How the debris is sorted when it arrives at the landfill–or lack therof– is a point of contention between county highway administrator Dusty Zenger and Belleville city manager Neal Lewis.
Zenger said he thought “clean rubble”–bricks, concrete, stones and uncontaminated soil–would be separated from wood, plaster and other building materials in the demolished buildings.
Instead, the contractor hauled mixed loads to dump at the county construction and demolition site south of Belleville. That filled the current cell at the landfill twice as fast as Zenger expected–and may also nearly completely fill a new cell under construction.
“I thought we would only have 50 percent of the material we’ve had,” Zenger said.
City street superintendent Brian Phillips estimated there may be 6,500 yards of debris from the 1700 block of M. At the price quoted to the city by Zenger, that means the city may owe the county more than $24,000 in landfill fees.
“We’re over $200,000 that the city has put into this project. No one else has put in two cents,” he said.
“It’s been an arduous duty to get these buildings down. I’ve dealt with the court, with the people who owned the buildings, bids from contractors, getting the asbestos out.
“I thought we were at the point where our trials and tribulations were done.”
After Lewis and Phillips left the commission meeting, commissioners asked Zenger to estimate actual costs for labor and equipment to open the new cell at the landfill and monitor loads. Zenger said labor costs are $19 to $22 per hour for salary and benefits for four employees.
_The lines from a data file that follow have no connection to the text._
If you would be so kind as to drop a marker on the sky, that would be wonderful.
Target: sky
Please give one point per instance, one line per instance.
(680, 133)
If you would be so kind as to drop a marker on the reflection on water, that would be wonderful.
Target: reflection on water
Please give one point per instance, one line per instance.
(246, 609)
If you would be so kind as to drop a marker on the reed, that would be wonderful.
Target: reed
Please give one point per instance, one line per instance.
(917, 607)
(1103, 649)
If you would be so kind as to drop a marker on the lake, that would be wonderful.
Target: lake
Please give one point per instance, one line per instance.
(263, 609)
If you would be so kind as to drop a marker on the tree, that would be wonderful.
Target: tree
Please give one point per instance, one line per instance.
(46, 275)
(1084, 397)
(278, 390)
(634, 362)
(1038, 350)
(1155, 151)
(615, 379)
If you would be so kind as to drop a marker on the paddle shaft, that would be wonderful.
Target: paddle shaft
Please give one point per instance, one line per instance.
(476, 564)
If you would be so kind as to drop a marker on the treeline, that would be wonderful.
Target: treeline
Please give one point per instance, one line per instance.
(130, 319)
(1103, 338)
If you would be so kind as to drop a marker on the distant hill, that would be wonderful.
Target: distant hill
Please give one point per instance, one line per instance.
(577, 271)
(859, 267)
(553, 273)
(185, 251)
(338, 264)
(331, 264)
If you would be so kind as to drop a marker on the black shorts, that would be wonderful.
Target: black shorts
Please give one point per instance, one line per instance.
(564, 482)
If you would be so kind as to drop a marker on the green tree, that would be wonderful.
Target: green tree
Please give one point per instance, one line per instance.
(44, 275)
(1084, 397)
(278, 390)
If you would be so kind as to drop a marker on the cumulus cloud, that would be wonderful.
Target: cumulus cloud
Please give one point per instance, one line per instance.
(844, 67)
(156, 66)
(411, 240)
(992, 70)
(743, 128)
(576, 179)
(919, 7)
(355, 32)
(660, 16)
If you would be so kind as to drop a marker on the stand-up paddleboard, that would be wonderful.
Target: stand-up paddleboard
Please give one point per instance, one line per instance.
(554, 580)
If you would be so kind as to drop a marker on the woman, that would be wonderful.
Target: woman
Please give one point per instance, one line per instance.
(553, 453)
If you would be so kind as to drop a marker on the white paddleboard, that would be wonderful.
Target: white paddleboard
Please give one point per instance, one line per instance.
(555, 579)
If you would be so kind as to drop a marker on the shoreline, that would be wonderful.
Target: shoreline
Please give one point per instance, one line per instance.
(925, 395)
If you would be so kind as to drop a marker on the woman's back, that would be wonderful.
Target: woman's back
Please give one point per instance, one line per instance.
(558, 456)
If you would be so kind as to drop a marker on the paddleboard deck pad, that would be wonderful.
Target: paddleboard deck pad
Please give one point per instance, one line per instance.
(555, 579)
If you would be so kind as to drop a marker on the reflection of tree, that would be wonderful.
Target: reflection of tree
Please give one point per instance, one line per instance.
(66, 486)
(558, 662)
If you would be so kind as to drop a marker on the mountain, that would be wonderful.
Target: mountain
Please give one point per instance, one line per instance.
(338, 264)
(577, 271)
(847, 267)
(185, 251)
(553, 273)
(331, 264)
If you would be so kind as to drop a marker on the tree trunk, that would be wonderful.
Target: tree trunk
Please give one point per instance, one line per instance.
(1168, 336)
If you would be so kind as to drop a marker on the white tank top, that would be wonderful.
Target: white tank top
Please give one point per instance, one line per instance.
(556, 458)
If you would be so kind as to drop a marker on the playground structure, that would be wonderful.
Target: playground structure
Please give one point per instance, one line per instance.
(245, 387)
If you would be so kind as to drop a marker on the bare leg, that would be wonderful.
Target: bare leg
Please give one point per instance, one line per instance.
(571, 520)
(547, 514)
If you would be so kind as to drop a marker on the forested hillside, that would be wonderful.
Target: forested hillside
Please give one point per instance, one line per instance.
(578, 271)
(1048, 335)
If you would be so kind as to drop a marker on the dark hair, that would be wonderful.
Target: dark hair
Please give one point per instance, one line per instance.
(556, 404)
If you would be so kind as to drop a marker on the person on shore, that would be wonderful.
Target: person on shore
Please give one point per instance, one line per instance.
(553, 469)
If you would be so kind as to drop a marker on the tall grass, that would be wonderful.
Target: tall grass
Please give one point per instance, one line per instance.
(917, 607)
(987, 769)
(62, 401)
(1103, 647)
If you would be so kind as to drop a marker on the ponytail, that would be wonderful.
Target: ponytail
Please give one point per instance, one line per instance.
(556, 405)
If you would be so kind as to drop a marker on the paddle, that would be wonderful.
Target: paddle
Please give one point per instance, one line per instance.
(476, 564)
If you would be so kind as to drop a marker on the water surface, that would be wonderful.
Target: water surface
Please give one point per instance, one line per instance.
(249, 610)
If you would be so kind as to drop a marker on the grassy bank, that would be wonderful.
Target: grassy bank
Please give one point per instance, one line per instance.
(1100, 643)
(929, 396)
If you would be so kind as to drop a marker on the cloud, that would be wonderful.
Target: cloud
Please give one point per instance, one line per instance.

Commissioner Ed Splichal suggested the county consider only recouping costs for opening the new cell, rather than the $4 per yard the county usually charges to accept debris.
He noted that the county briefly owned the Republic Hotel by virtue of a no sale at the county delinquent tax sale, and the city accepted the building back once hurdles were cleared for the demolition.
Demolition halted Monday, March 13, with two floors of the former bank building still standing. Phillips said the contractor rented a large excavator for the majority of the project, but believes the limestone building can be taken down with a smaller excavator.
The question of whether material needs to be sorted differently may force the contractor to take down the remaining building differently, he said.
The contractor filled the basements of the building with rubble to provide a base to work from, but that material will all be removed from the site, he said.
Belleville city sent crews to help the county open the new cell at the landfill. Zenger said weekend rain slowed progress on the new cell, which must be inspected before it can accept materials.
Lewis said the city did not plan to charge the county for labor and equipment to help open the new cell at the landfill.
“I thought that’s just how we work together,” he said.